Nelson also breaks down how an identity verification system could work. “Individuals interacting online [would be] identified using a unique token stored in a web-compatible wallet,” he says. “Their ownership [would be] verified on the blockchain every time they authenticated to a web3 service.”
What You Should Know Before Investing in NFTs
Before you make your first big NFT purchase, consider a few words of wisdom from the experts. This type of asset is new and exciting, and it’s tempting to get in on the ground floor of what could possibly become the next big thing. However, we know well that investing is fickle. What seems like a fantastic opportunity could just be smoke and mirrors if you don’t play your cards right.

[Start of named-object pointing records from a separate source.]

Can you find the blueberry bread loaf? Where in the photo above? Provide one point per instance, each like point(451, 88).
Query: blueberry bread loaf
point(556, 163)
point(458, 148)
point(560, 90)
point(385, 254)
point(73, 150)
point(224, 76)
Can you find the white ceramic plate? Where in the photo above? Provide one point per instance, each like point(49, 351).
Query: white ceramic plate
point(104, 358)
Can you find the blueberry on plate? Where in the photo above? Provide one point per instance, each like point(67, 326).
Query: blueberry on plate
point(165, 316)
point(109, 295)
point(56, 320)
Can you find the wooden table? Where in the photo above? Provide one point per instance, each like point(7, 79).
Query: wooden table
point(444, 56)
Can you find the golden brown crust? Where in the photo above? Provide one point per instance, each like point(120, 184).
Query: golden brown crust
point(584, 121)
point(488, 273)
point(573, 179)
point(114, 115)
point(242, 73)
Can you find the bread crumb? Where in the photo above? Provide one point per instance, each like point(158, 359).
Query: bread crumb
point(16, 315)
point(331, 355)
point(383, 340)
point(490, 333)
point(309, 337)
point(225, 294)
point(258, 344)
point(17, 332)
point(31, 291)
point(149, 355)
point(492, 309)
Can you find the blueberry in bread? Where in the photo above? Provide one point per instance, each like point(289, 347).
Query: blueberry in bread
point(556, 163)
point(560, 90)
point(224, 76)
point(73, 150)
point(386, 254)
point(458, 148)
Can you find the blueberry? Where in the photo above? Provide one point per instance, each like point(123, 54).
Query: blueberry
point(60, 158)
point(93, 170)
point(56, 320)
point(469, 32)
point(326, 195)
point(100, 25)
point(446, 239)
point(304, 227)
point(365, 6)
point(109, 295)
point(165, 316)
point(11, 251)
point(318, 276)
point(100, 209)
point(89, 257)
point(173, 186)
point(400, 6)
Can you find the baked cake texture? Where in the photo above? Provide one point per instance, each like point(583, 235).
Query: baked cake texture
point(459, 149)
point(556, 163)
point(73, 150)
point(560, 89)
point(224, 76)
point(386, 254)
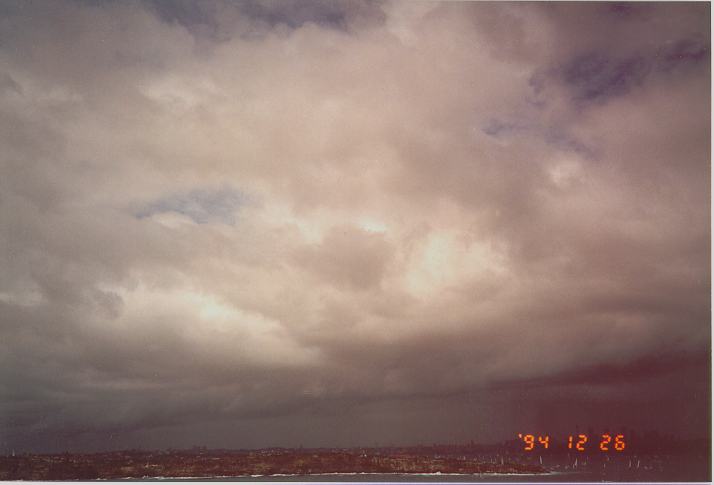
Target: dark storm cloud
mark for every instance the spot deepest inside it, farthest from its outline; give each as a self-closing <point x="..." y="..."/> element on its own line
<point x="283" y="223"/>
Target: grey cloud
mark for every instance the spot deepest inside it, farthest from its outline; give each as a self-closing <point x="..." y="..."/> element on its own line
<point x="267" y="223"/>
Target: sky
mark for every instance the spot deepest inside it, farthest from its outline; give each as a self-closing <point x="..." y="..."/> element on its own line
<point x="346" y="223"/>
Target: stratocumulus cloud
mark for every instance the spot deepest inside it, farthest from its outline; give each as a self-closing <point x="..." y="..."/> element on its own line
<point x="333" y="223"/>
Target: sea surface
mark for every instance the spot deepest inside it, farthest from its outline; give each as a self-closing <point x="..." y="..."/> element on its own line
<point x="663" y="469"/>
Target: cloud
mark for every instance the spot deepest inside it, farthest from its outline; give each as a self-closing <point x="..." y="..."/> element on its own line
<point x="338" y="223"/>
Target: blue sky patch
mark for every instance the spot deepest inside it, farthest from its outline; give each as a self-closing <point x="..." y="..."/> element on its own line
<point x="201" y="205"/>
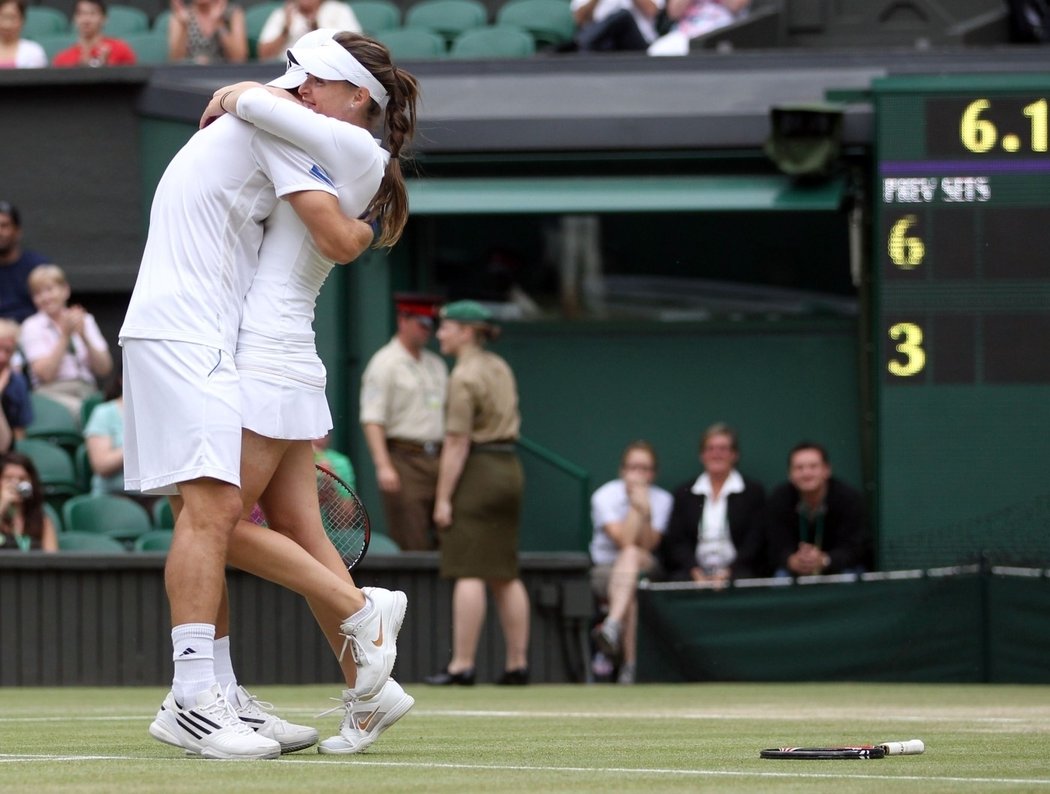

“For those interested in getting involved with NFTs, it’s the same as any other investment; you need to do your research, understand your risks, and proceed with caution since the cryptocurrency market is volatile,” says Figueredo.
It’s absolutely essential that you understand what you’re getting into when purchasing an NFT, just like it is with any other investment. Ask yourself if the risk of entering the blockchain market is worth it, because it will take tact to choose the right NFT for you.
It also may not be the kind of investment you want to partake in. For example, the co-creator of the first NFT, Anil Dash, is disappointed with the way NFTs are being used.
“Look at the history of other gold rushes,” Anil Dash wrote in his essay about the creation of NFTs. “When someone buys an NFT, they’re not buying the actual digital artwork; they’re buying a link to it. And worse, they’re buying a link that, in many cases, lives on the website of a new start-up that’s likely to fail within a few years. Decades from now, how will anyone verify whether the linked artwork is the original? All common NFT platforms today share some of these weaknesses.”
Before you invest in an NFT, consult with an expert. It may not be wise to add such an asset to your portfolio at this time. If you do feel like it would be beneficial to enter the NFT game, just make sure you do your research beforehand. These assets are very exciting, so it would be wise to first pause to analyze where the market goes in the next few years. Is this a fleeting craze, or the wave of the future? Time will tell!